It is insisted that calling football, the most popular sport in the world ‘soccer’ is seen as American ignorance. The reason for Americans calling it ‘soccer’ and claiming it there has to do a lot with British history.
It was a British invention which they stopped using themselves only before a little while. The word came from the concept of ‘association football’ in Britain that dates back to almost 200 years.
Origin of the soccer naming
The word ‘soccer’ finds its roots at one of the Rugby School in Warwickshire, England. The ‘association football’ was shortened to ‘assoc’ and finally ended up being ‘soc’ with an -er added to it. This is how the word ‘soccer’ was born.
The point of originating this term was to distinguish the game from other forms of football. Soccer is popular in the Commonwealth countries too like Canada, Australia as well as South Africa.
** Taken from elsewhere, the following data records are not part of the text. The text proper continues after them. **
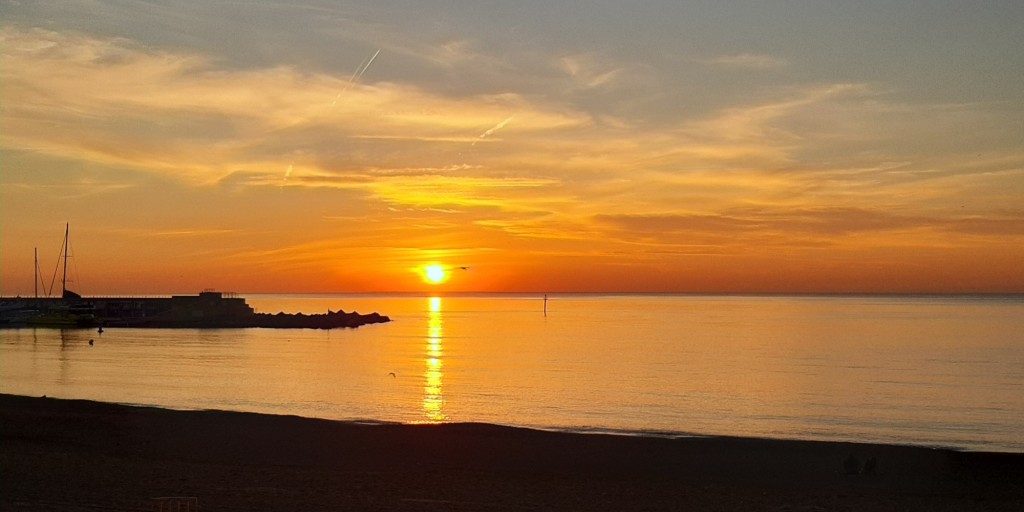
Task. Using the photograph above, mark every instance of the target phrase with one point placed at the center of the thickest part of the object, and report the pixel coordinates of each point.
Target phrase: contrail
(497, 127)
(367, 67)
(357, 74)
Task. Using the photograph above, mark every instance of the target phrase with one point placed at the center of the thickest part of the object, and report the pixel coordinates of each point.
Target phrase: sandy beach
(76, 455)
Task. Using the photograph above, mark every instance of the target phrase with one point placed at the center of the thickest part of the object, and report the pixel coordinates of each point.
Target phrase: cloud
(751, 60)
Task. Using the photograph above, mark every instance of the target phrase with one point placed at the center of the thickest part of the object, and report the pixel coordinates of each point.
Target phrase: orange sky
(336, 147)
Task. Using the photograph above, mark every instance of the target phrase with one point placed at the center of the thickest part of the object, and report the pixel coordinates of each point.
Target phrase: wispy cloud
(751, 60)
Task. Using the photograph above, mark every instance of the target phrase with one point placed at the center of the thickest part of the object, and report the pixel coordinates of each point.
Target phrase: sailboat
(71, 310)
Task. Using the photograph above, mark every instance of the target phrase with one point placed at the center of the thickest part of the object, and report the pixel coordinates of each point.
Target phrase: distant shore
(77, 455)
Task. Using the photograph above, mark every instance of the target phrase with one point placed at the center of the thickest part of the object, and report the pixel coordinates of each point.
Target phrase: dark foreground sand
(83, 456)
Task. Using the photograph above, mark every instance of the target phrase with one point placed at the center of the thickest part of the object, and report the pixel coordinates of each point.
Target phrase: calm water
(934, 371)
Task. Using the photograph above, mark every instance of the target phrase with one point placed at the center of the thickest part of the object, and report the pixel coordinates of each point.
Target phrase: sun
(434, 273)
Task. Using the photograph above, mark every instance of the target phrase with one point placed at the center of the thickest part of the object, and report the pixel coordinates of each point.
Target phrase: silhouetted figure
(851, 465)
(870, 466)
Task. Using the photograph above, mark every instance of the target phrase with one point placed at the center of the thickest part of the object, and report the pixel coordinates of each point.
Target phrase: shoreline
(79, 455)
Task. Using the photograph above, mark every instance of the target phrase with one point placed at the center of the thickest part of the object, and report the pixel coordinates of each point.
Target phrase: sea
(933, 371)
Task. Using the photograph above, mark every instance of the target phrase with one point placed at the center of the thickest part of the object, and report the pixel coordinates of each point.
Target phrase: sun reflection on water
(433, 399)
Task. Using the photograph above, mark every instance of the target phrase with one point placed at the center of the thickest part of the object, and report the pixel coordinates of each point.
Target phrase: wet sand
(76, 455)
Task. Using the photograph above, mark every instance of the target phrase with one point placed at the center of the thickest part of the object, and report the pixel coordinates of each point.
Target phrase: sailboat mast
(64, 281)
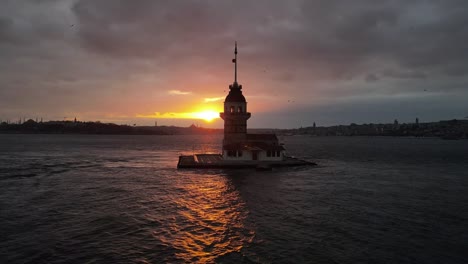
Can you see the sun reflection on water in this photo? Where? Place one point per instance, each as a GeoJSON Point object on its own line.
{"type": "Point", "coordinates": [210, 221]}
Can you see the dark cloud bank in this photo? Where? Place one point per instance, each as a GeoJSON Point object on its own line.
{"type": "Point", "coordinates": [325, 61]}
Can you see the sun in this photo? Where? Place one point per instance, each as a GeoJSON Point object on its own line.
{"type": "Point", "coordinates": [207, 115]}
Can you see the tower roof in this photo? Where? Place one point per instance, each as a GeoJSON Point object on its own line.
{"type": "Point", "coordinates": [235, 93]}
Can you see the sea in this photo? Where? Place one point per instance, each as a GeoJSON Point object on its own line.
{"type": "Point", "coordinates": [121, 199]}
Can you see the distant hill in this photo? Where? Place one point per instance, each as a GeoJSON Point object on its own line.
{"type": "Point", "coordinates": [77, 127]}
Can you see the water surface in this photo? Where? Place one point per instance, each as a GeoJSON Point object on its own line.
{"type": "Point", "coordinates": [120, 199]}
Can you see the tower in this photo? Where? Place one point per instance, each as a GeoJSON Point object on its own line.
{"type": "Point", "coordinates": [235, 113]}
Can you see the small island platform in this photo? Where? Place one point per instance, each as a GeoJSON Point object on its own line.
{"type": "Point", "coordinates": [216, 161]}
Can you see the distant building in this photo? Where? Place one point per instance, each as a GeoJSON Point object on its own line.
{"type": "Point", "coordinates": [237, 144]}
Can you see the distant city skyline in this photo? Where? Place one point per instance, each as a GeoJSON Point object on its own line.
{"type": "Point", "coordinates": [300, 62]}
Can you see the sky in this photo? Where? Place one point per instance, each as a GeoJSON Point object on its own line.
{"type": "Point", "coordinates": [299, 62]}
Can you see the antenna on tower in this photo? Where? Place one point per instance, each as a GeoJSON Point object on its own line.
{"type": "Point", "coordinates": [235, 62]}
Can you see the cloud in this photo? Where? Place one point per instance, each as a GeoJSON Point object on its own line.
{"type": "Point", "coordinates": [213, 99]}
{"type": "Point", "coordinates": [178, 92]}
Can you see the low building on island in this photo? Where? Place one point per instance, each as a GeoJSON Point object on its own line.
{"type": "Point", "coordinates": [241, 149]}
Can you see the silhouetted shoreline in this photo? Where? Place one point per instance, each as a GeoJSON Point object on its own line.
{"type": "Point", "coordinates": [446, 129]}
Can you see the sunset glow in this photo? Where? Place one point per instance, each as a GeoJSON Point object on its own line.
{"type": "Point", "coordinates": [206, 115]}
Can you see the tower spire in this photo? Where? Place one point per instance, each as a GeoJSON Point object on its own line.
{"type": "Point", "coordinates": [235, 62]}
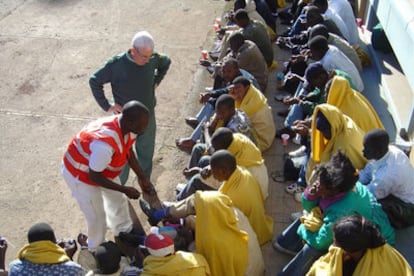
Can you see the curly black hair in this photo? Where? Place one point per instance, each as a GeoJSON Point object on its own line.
{"type": "Point", "coordinates": [338, 173]}
{"type": "Point", "coordinates": [355, 233]}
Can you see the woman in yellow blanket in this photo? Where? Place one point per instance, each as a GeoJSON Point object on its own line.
{"type": "Point", "coordinates": [224, 236]}
{"type": "Point", "coordinates": [359, 249]}
{"type": "Point", "coordinates": [332, 131]}
{"type": "Point", "coordinates": [353, 104]}
{"type": "Point", "coordinates": [249, 99]}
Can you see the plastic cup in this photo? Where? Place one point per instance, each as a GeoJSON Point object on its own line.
{"type": "Point", "coordinates": [285, 139]}
{"type": "Point", "coordinates": [204, 54]}
{"type": "Point", "coordinates": [216, 27]}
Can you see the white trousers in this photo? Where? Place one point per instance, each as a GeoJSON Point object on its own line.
{"type": "Point", "coordinates": [101, 207]}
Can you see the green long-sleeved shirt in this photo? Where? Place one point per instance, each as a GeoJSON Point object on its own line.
{"type": "Point", "coordinates": [128, 80]}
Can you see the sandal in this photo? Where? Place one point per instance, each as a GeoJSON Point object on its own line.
{"type": "Point", "coordinates": [294, 188]}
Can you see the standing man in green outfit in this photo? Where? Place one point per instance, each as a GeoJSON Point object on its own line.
{"type": "Point", "coordinates": [134, 75]}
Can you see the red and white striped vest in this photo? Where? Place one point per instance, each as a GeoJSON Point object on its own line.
{"type": "Point", "coordinates": [108, 130]}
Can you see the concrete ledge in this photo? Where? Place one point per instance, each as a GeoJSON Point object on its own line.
{"type": "Point", "coordinates": [396, 72]}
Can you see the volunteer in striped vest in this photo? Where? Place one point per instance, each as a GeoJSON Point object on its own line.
{"type": "Point", "coordinates": [92, 165]}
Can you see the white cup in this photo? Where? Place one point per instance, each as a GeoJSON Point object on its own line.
{"type": "Point", "coordinates": [285, 138]}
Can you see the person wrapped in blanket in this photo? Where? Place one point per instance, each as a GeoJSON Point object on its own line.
{"type": "Point", "coordinates": [335, 193]}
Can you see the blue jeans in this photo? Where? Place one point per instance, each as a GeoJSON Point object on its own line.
{"type": "Point", "coordinates": [204, 115]}
{"type": "Point", "coordinates": [192, 186]}
{"type": "Point", "coordinates": [306, 255]}
{"type": "Point", "coordinates": [298, 26]}
{"type": "Point", "coordinates": [296, 110]}
{"type": "Point", "coordinates": [144, 148]}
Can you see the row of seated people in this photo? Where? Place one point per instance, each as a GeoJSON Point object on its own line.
{"type": "Point", "coordinates": [226, 220]}
{"type": "Point", "coordinates": [332, 115]}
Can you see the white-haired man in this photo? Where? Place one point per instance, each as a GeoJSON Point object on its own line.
{"type": "Point", "coordinates": [133, 75]}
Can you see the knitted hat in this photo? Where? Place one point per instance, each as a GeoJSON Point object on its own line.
{"type": "Point", "coordinates": [159, 245]}
{"type": "Point", "coordinates": [41, 232]}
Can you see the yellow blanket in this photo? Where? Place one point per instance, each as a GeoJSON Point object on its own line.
{"type": "Point", "coordinates": [246, 195]}
{"type": "Point", "coordinates": [245, 151]}
{"type": "Point", "coordinates": [252, 102]}
{"type": "Point", "coordinates": [353, 104]}
{"type": "Point", "coordinates": [384, 260]}
{"type": "Point", "coordinates": [181, 263]}
{"type": "Point", "coordinates": [313, 221]}
{"type": "Point", "coordinates": [217, 236]}
{"type": "Point", "coordinates": [346, 136]}
{"type": "Point", "coordinates": [43, 252]}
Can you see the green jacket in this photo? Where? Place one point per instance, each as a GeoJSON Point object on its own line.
{"type": "Point", "coordinates": [128, 80]}
{"type": "Point", "coordinates": [358, 200]}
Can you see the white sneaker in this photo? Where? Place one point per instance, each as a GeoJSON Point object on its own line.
{"type": "Point", "coordinates": [301, 151]}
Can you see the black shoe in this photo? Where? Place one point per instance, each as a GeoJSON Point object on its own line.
{"type": "Point", "coordinates": [132, 239]}
{"type": "Point", "coordinates": [283, 113]}
{"type": "Point", "coordinates": [146, 208]}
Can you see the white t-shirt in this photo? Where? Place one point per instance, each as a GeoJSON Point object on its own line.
{"type": "Point", "coordinates": [335, 59]}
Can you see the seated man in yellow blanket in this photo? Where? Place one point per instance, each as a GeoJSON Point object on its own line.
{"type": "Point", "coordinates": [244, 150]}
{"type": "Point", "coordinates": [239, 185]}
{"type": "Point", "coordinates": [332, 131]}
{"type": "Point", "coordinates": [249, 99]}
{"type": "Point", "coordinates": [246, 153]}
{"type": "Point", "coordinates": [163, 260]}
{"type": "Point", "coordinates": [353, 104]}
{"type": "Point", "coordinates": [359, 249]}
{"type": "Point", "coordinates": [43, 256]}
{"type": "Point", "coordinates": [227, 241]}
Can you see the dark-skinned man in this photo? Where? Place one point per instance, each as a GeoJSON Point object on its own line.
{"type": "Point", "coordinates": [91, 167]}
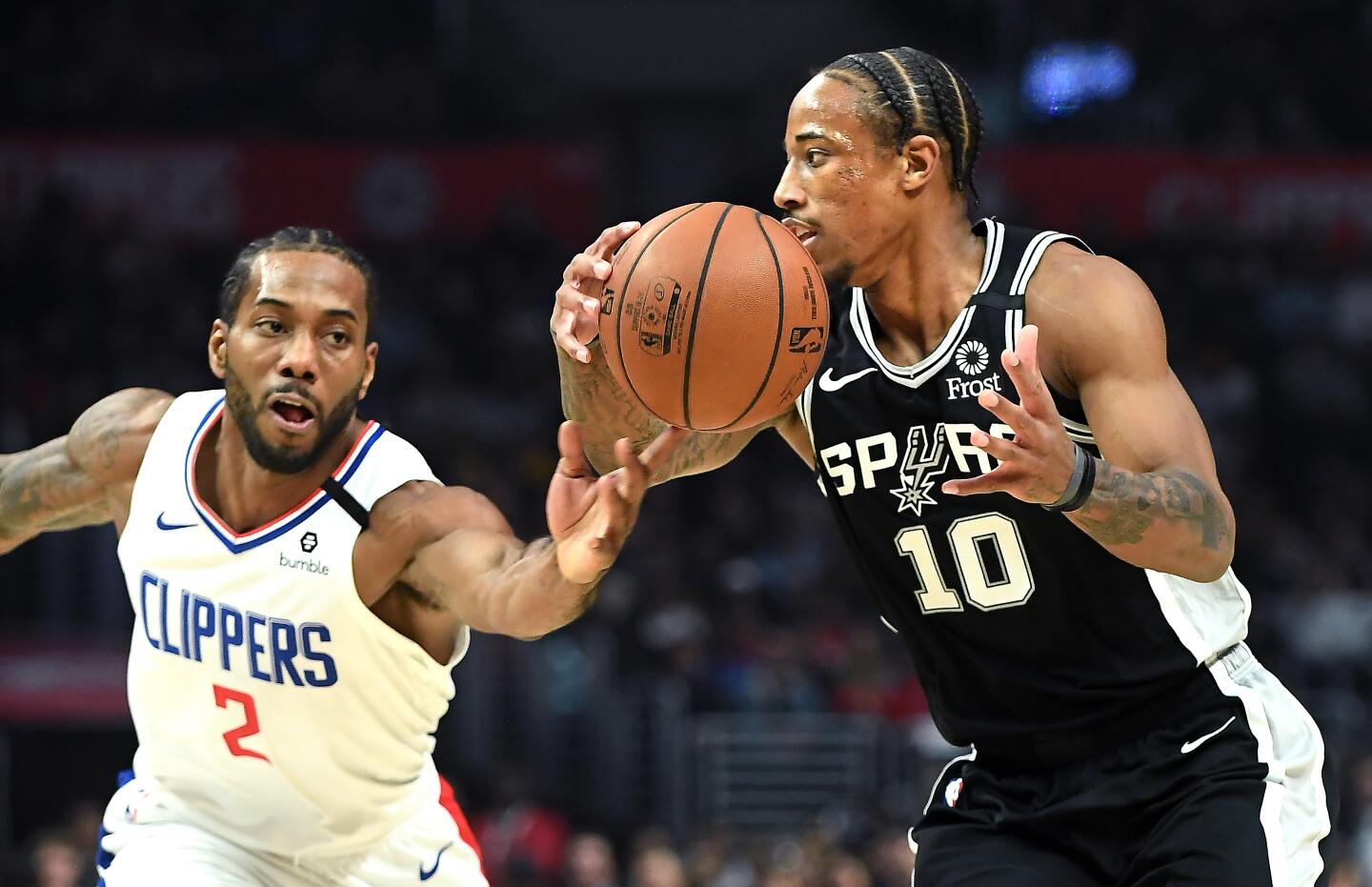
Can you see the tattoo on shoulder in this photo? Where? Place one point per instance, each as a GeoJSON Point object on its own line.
{"type": "Point", "coordinates": [1125, 505]}
{"type": "Point", "coordinates": [99, 433]}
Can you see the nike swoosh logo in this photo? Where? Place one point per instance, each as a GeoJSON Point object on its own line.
{"type": "Point", "coordinates": [427, 875]}
{"type": "Point", "coordinates": [1195, 743]}
{"type": "Point", "coordinates": [165, 525]}
{"type": "Point", "coordinates": [829, 383]}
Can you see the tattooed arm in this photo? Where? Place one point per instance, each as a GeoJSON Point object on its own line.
{"type": "Point", "coordinates": [605, 412]}
{"type": "Point", "coordinates": [1157, 498]}
{"type": "Point", "coordinates": [81, 478]}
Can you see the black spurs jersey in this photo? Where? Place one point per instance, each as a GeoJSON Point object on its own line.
{"type": "Point", "coordinates": [1017, 621]}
‘Soccer’ is among a host of other words that has a British origin but finds its way in the fabric of Americanism.
While rugby was shortened to ‘rugger,’ ‘association football’ found the name of soccer. The colloquialism ‘soccer’ spread in the States in the first twentieth century to mark it separately from American Football.
Other Names For Football
There are different names of football that are used across the globe. These are listed below:
- Association Football
- American football
- Grid Game
- Canadian Football
- Gridiron past-time
- The Pig Skin sport
When Did Soccer Become An ‘Americanism’?
The Britishers disdain “Americanism” as a tradition stolen from the Britishers’ language and culture. The passion for any language in terms of sport becomes a political concept. British and American changes are marked specifically when we prefer football as soccer, soccer becomes a game, and football becomes a match. The former uses kits, and the latter, uniforms, league standings, and league tables. It doesn’t mean that soccer is not understood by the people in the States, similarly to football understood by the rest of the world. All the game’s nuances are equally precise in the subtle ‘Americanism’ as to the rest of the world. Condescension about language is just part of that larger condescension, and at the heart of all that is fear.
Americanism found its way in this differentiation between soccer and football only when they wished to distinguish the vocabulary and other minuscule differences regional to the American culture. For the people to be able to better attach themselves to the game and the rules, football became soccer and was blend into the American version of the game.
Although the English people spread their language after conquesting half of the world, only the States transformed the language into a global one. All could understand this as it became more relatable and multi-cultural. Soccer, thus appealing to a wider audience in America. When it comes to soccer, the fear is that American (and Chinese) money will eventually swamp the game’s historical, European roots. It seems a long way off.